The big picture: If there’s one thing that generative AI is supposed to be good at, it’s analyzing the written word. However, two studies suggest that this ability may have been overhyped. One study demonstrates that Gen AI struggles with understanding long-form books, while another shows that these models find answering questions about videos challenging. This is something companies should consider as they augment their workforce with Gen AI.
Generative AI has struck fear in the hearts of creators of all types, but particularly for those who deal with the written word. Freelance work for copywriters has been drying up, largely due to the number of GenAI engines that have sprung up in recent months. Other forms of gig work have been affected too, despite the growing realization that AI isn’t entirely living up to its original hype.
Two new studies show some of the limitations of these chatbots, revealing they may be more extensive than previously realized. Both studies examine how well GenAI can make sense of enormous amounts of data. Specifically, one tested the ability of AI language models to understand and continue long stories, evaluating how well these models can comprehend and build upon extended narratives beyond typical short-range processing.
For one book of 520 pages, the researchers found that Gemini 1.5 Pro answered the true/false statements correctly 46.7% of the time, while Gemini Flash answered correctly only 20% of the time.
The other study focused on evaluating the performance of vision language models. Both studies found that AI falls short, including Google’s latest Gemini generative AI models, which emphasize their ability to process and analyze large amounts of data as their selling points.
For example, Gemini 1.5 Flash can analyze one hour of video, 11 hours of audio, or more than 700,000 words in one query, according to Google. In a presentation to journalists, Google showed how it could analyze a 14-minute video in one minute. But its grasp of the context – at least the long-form written context – is suspect, according to Marzena Karpinska, a postdoc at UMass Amherst and a co-author on one of the studies. “While models like Gemini 1.5 Pro can technically process long contexts, we have seen many cases indicating that the models don’t actually ‘understand’ the content.”

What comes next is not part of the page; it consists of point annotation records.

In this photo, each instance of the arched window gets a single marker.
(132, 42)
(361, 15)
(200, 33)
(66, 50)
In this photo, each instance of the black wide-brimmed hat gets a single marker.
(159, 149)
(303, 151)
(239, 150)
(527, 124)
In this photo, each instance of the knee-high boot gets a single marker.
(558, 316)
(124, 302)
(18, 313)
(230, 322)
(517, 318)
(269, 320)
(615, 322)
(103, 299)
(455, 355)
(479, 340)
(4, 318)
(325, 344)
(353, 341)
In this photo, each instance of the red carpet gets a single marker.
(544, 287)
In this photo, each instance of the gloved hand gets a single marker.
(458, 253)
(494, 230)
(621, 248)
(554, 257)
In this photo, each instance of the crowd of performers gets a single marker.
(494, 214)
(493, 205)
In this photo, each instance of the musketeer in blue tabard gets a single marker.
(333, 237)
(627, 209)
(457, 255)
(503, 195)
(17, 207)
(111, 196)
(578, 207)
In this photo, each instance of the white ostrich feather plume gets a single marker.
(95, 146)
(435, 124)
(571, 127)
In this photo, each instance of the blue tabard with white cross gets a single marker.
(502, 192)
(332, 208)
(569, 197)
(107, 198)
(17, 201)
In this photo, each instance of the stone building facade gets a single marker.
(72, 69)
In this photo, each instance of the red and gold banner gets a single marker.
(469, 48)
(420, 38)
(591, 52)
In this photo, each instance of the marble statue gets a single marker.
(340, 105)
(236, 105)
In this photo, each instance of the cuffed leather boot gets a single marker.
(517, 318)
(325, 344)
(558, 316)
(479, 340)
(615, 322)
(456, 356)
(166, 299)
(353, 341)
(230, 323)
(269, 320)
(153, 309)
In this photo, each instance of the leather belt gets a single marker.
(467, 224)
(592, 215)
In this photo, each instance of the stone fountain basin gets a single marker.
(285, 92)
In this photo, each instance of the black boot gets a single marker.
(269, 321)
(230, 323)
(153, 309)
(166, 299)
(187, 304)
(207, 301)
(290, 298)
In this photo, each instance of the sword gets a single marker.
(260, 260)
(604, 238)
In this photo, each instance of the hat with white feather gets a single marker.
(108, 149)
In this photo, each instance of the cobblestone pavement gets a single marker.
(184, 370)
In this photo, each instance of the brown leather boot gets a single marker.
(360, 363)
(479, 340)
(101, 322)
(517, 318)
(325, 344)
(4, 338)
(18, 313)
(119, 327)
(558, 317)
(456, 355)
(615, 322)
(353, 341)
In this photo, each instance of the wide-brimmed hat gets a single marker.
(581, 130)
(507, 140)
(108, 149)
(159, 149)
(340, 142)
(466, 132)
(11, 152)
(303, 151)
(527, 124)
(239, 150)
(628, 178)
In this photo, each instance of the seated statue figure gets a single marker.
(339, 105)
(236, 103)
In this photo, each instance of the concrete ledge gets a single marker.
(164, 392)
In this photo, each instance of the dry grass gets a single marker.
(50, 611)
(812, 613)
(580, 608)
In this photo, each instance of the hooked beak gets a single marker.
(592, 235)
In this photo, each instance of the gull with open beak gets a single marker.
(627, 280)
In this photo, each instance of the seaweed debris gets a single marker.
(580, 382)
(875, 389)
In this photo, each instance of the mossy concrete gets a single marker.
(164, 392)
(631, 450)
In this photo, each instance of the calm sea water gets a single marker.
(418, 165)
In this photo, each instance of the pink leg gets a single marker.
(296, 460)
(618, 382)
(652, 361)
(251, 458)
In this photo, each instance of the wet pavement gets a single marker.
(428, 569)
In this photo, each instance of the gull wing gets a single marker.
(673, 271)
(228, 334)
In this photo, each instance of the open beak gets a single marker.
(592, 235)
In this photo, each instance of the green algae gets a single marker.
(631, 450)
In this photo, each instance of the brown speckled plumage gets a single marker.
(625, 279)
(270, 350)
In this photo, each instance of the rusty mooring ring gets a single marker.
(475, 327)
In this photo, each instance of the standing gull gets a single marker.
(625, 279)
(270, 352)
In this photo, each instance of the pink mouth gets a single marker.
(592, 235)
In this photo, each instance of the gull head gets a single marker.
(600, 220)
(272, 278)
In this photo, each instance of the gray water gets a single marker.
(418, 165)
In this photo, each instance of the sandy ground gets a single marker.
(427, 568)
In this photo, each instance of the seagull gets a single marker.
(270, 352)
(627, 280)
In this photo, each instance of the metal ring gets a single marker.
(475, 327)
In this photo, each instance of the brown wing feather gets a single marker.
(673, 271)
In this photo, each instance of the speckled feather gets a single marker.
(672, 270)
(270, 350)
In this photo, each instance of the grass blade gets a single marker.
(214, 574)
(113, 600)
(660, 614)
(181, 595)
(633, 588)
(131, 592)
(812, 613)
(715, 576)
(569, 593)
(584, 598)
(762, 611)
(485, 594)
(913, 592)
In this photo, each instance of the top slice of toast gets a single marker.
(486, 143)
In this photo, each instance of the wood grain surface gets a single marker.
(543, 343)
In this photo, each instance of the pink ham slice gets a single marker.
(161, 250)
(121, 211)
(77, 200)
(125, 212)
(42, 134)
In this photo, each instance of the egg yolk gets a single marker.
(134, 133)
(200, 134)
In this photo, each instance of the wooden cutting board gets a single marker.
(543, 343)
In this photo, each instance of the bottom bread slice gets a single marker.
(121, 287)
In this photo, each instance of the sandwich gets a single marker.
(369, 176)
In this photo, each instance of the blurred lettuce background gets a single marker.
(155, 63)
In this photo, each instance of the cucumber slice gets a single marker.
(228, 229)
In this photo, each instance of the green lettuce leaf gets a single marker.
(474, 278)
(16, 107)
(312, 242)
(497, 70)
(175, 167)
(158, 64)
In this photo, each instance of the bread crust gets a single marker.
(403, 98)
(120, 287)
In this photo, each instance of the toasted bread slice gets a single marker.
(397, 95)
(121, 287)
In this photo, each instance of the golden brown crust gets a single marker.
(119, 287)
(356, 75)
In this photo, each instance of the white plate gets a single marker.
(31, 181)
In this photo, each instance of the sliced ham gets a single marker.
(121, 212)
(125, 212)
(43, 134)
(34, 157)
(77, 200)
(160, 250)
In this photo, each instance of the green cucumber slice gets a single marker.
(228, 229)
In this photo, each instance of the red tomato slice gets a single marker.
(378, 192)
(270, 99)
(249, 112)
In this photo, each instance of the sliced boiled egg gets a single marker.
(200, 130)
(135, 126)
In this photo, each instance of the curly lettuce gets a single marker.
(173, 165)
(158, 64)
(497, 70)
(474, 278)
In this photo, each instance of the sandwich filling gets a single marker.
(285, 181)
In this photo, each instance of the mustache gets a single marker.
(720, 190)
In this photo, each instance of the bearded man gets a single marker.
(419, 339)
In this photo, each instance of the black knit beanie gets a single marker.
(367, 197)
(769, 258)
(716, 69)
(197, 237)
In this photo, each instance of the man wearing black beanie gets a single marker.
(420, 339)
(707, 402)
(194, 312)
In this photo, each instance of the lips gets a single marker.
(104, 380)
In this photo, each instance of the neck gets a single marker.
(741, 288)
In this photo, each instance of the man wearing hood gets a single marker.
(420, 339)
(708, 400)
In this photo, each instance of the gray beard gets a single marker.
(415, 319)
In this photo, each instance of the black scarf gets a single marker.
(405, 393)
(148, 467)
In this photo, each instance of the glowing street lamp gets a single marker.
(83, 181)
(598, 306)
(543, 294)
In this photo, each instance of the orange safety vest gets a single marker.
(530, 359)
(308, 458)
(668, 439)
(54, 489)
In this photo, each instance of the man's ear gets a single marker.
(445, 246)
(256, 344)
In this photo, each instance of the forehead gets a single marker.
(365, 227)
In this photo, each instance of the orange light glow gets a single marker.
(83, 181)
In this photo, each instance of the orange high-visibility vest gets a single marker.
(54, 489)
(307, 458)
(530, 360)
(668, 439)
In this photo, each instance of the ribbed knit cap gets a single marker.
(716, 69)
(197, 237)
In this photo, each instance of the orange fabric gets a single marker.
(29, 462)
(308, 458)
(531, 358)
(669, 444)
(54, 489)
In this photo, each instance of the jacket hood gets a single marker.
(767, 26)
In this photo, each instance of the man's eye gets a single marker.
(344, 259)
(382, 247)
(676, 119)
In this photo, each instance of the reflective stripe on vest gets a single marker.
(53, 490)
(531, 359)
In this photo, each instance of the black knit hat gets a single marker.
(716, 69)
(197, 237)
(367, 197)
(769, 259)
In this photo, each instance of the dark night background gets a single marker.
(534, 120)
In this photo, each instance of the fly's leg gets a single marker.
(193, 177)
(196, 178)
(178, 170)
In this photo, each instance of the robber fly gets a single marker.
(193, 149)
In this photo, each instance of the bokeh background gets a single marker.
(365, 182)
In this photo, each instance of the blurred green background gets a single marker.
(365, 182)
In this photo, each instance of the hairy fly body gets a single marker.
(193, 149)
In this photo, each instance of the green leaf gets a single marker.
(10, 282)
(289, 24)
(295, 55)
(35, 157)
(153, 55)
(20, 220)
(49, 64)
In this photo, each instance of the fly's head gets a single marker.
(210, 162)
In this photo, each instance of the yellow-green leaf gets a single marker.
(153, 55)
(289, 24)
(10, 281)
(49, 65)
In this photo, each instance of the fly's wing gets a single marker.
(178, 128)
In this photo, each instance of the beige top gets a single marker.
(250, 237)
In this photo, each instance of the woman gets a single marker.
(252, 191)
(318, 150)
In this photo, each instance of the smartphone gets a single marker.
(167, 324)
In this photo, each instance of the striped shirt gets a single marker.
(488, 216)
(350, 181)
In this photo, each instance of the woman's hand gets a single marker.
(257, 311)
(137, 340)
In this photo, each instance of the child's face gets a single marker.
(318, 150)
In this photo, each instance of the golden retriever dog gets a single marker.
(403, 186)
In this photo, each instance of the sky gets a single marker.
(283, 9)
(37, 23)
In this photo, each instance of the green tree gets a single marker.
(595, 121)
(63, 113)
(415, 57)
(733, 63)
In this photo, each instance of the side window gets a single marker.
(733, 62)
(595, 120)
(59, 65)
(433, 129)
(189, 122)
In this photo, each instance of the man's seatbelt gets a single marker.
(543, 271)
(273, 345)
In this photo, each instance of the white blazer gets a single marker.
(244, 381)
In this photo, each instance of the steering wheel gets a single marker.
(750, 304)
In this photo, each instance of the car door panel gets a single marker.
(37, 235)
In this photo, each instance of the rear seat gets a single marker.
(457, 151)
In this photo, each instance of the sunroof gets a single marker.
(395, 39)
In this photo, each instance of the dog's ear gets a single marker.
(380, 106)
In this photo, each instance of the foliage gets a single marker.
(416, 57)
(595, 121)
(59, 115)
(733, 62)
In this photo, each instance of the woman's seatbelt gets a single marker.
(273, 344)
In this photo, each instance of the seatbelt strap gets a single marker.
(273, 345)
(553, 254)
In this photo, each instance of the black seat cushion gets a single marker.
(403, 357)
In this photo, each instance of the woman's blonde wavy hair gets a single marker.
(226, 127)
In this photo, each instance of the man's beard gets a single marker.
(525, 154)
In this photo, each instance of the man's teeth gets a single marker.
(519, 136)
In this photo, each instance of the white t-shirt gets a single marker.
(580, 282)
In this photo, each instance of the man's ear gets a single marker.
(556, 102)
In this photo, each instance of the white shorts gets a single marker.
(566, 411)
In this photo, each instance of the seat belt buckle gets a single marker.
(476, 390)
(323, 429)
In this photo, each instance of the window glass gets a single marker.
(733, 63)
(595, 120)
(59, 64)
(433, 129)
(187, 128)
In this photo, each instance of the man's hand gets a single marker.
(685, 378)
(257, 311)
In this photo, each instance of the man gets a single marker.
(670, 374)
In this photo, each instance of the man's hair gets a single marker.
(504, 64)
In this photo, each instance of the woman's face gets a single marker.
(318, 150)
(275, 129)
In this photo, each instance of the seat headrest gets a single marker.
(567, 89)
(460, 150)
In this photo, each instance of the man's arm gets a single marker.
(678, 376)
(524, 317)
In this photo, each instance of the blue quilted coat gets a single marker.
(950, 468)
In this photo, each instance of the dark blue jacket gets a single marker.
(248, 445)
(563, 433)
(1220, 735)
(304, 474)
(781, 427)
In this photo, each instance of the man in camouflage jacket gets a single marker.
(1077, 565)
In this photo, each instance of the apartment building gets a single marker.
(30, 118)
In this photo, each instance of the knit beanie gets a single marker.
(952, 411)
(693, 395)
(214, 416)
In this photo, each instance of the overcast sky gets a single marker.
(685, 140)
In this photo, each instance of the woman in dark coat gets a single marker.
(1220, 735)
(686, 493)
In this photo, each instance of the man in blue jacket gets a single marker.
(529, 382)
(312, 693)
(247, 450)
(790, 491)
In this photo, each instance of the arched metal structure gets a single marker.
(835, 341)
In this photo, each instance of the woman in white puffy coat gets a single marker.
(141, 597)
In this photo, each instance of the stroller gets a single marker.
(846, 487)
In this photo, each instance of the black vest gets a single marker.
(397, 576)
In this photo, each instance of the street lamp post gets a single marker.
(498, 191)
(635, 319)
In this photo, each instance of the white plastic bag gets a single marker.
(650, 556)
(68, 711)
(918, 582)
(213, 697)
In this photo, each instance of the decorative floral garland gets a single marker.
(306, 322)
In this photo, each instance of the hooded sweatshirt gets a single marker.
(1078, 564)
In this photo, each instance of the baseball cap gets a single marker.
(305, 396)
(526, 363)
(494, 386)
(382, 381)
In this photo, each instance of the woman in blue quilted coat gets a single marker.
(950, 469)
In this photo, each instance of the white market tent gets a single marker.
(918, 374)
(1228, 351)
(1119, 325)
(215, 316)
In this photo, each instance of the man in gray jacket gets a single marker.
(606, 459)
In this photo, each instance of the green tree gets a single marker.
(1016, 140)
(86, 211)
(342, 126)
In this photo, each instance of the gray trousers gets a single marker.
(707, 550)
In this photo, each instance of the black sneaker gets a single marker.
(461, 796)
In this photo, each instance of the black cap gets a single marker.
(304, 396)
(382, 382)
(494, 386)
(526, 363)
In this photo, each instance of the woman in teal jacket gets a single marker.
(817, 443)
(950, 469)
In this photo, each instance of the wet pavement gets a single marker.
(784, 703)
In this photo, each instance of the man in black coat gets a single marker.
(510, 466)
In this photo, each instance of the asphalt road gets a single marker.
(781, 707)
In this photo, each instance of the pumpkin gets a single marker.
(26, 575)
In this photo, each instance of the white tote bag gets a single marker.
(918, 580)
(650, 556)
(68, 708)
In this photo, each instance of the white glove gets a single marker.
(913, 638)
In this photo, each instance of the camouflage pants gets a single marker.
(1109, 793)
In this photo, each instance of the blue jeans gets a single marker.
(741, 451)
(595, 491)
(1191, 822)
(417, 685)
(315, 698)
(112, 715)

Karpinska, along with researchers from the Allen Institute for AI and Princeton, asked the models to evaluate true/false statements about recent fiction books, asking about specific details and plot points.
For one book around 260,000 words, or 520 pages, the researchers found that Gemini 1.5 Pro answered the true/false statements correctly 46.7% of the time while Gemini Flash answered correctly only 20% of the time.
GPT-4 achieved the highest accuracy at 55.8% on the NoCha (Novel Challenge) dataset. The study also found that the model-generated explanations for their decisions were often inaccurate, even for correctly labeled claims.
“We’ve noticed that the models have more difficulty verifying claims that require considering larger portions of the book, or even the entire book, compared to claims that can be solved by retrieving sentence-level evidence,” Karpinska said. “Qualitatively, we also observed that the models struggle with verifying claims about implicit information that is clear to a human reader but not explicitly stated in the text.”
In the second study, researchers found that across various tasks, including mathematical reasoning, visual question answering (VQA), and character recognition, a diverse set of VLMs struggle as the visual context length increases. In general, current state-of-the-art VLMs have difficulty ignoring irrelevant information when answering queries in long visual contexts.
The co-authors created a dataset of images, such as a photo of a birthday cake, paired with questions for the model to answer about the objects depicted in the images. They picked one of the images at random and inserted “distractor” images before and after it to create slideshow-like footage.
“On real question-answering tasks over images, it appears to be particularly hard for all the models we tested,” Michael Saxon, a PhD student at UC Santa Barbara and one of the study’s co-authors, said. “That small amount of reasoning – recognizing that a number is in a frame and reading it – might be what is breaking the model.”
Here too, Gemini Flash didn’t perform well when asked to transcribe six handwritten digits from a slideshow of 25 images, getting around 50% of the transcriptions right and 30% with eight digits.